Je me souviens d'une petite foire ou j'aimais bien aller tous les ans. Il n'y avait que du bon, car ces messieurs les organisateurs étaient aussi de fins connaisseurs, et nous rabattaient toutes leurs bonnes adresses pour l'occasion. Cette année là, un nouveau producteur nous présentait son Santenay. Juvénile et fruité, même assez bien classé dans le guide Hachette, j'en prenais 2 cartons. Puis j'en vint au stand de monsieur Z à qui j'achète tous les ans. Un bel étal toujours à sa place habituelle juste en face de l'entrée. Monsieur Z ne vend pas seulement ces (vieux) vins, car avec ceux des copains, la bourgogne est bien honorée jusqu'aux coteaux du Lyonnais. Je lui dis par hasard :
- "Vous avez vu, vous avez un collègue." Désignant notre Santenois.
- "Non! Moi monsieur, je ne vends pas de beaujolais!"
Ce fut dit tout net. Je me demande même s'il n'a pas ajouté "nouveau". J'ai gardé le Santenay 3 ans et malgré son évolution rapide, il nous fit bon usage et je n'en regrette pas l'achat. Nous passons aux affaires et n'en parlons plus. Je n'ai su le fin mot que des mois après : Le plaisir de monsieur Z ce sont toutes ces foires aux vins qu'il parcourt l'année durant. Il est intarisable qui du bon accueil d'ici, des calamars à l'Armoricaine qu'on servit la dernière fois là bas.

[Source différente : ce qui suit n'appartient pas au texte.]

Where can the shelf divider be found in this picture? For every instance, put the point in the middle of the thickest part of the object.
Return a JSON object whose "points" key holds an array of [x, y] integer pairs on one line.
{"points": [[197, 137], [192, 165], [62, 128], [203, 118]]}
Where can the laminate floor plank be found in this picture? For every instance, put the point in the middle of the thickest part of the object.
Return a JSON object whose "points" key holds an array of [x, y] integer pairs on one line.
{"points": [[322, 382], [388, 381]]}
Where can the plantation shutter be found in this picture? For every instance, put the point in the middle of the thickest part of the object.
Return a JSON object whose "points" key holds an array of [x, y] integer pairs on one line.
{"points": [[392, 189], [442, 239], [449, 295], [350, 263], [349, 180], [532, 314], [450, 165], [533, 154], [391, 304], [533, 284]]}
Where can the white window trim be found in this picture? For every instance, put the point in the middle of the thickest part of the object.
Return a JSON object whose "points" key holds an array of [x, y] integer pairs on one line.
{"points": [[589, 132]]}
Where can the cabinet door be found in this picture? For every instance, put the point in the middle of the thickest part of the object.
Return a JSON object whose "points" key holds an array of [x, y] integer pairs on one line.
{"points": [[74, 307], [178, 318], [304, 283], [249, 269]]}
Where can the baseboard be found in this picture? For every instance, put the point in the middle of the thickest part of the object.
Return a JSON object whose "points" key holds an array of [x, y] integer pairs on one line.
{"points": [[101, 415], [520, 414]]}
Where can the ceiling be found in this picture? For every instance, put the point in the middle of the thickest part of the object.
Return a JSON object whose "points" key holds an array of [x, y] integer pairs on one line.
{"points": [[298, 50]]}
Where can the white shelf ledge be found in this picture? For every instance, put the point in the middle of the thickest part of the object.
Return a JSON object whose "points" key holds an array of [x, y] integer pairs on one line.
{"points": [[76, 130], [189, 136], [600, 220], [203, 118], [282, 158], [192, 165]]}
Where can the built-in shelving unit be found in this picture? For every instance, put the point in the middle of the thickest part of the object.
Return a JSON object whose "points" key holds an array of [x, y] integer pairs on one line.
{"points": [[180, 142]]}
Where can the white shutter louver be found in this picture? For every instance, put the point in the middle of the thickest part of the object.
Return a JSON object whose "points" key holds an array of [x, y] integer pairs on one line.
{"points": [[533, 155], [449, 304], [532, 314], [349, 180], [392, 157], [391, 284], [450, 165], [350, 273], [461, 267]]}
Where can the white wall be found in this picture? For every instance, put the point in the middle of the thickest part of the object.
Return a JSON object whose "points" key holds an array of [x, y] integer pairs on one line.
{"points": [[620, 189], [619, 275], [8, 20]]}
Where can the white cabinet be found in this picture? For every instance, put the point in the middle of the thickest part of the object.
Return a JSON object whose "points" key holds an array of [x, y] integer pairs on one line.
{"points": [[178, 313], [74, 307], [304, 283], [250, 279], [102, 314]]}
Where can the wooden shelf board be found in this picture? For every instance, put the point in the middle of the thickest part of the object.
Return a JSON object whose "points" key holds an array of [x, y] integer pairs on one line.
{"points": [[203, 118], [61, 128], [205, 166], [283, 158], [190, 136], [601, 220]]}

On entre dans le sacré et surtout n'y rien changer. Ce jour là donc, quelle surprise quand il trouve à sa place habituelle tôt le matin, un autre bourguignon ignorant du passe droit... Et quand on est bourguignon, on reste entier et des choses ne se font pas. Ce n'est pas faute de l'avoir dit : gardez-moi ma place ou je ne viens plus! Il l'avait pourtant bien dit!

Les alchimistes

A chacun son assemblage qu'on vous récite bien volontier. En côte de Bourg, on utilise Cabernet Sauvignon, Cabernet Franc, Merlot, Malbec, parfois un doigt de petit-verdot. Les qualités de chaque cépage sont ajustées à l'an pour exprimer le meilleur équilibre possible. Avec les chutes, on fait son deuxième vin. C'est banal et je pose souvent la question de l'assemblage car ça permet au vin de se présenter. Un jour je trouve un petit côte de Bourg sympatique et pas cher. L'assemblage me surpend par sa rusticité avec Cabernet-Sauvignon: 80%, Merlot: 20%. Mais rien d'anormal pour notre vigneron bien honnête et authentique. En fait, il y a deux écoles et ceux là, ce sont des alchimistes!!

Le Fitou à 150F

Bien sur pour notre vigneron, le meilleur des vins est celui qu'il élève lui-même avec tant de soin, issu des prodigieuses vignes de son grand-père. Un tel vin n'a pas de prix, et d'ailleur il lui en coûta tant, il en reste si peu de bouteilles, que c'est tout net un déchirement d'imaginer s'en séparer. Me voilà un jour à déguster un Fitou, enfant de l'amour. Mise en bouche avec l'ordinaire, puis vint le spécial. On en arrive donc aux fameuses bouteilles de la meilleure parcelle composée de vignes de 100 ans, dorloté en beaux futs de beaux chênes. Le vin se révèle excellent, plus : original. Concentration, goût de terre, à la fois rapeux et souple, pruneaux; Un Fitou remarquable et mémorable. Remarquable d'entre les Fitous, car cependant, un Fitou reste un Fitou, un Gamay ne rivalise pas d'un Baujolais, ainsi de suite. Donc le vin est réussi mais à 150F la bouteille, c'est trop. Il est extrèmement rare de discuter le prix d'un vin. On prend ou non. Cela ne m'était jamais venu à l'idée d'ailleur. J'explique pourtant au monsieur juste pour parler, que le vin est bon, mais qu'on ne conçoit pas un prix pareil pour cette appellation. A mon avis, on n'aurait pas du dépasser 100F. J'en aurais bien pris 3 bouteilles, pour goûter tranquillement. Et bien... 300F!! C'est à croire qu'il n'en avait vraiment pas beaucoup vendu.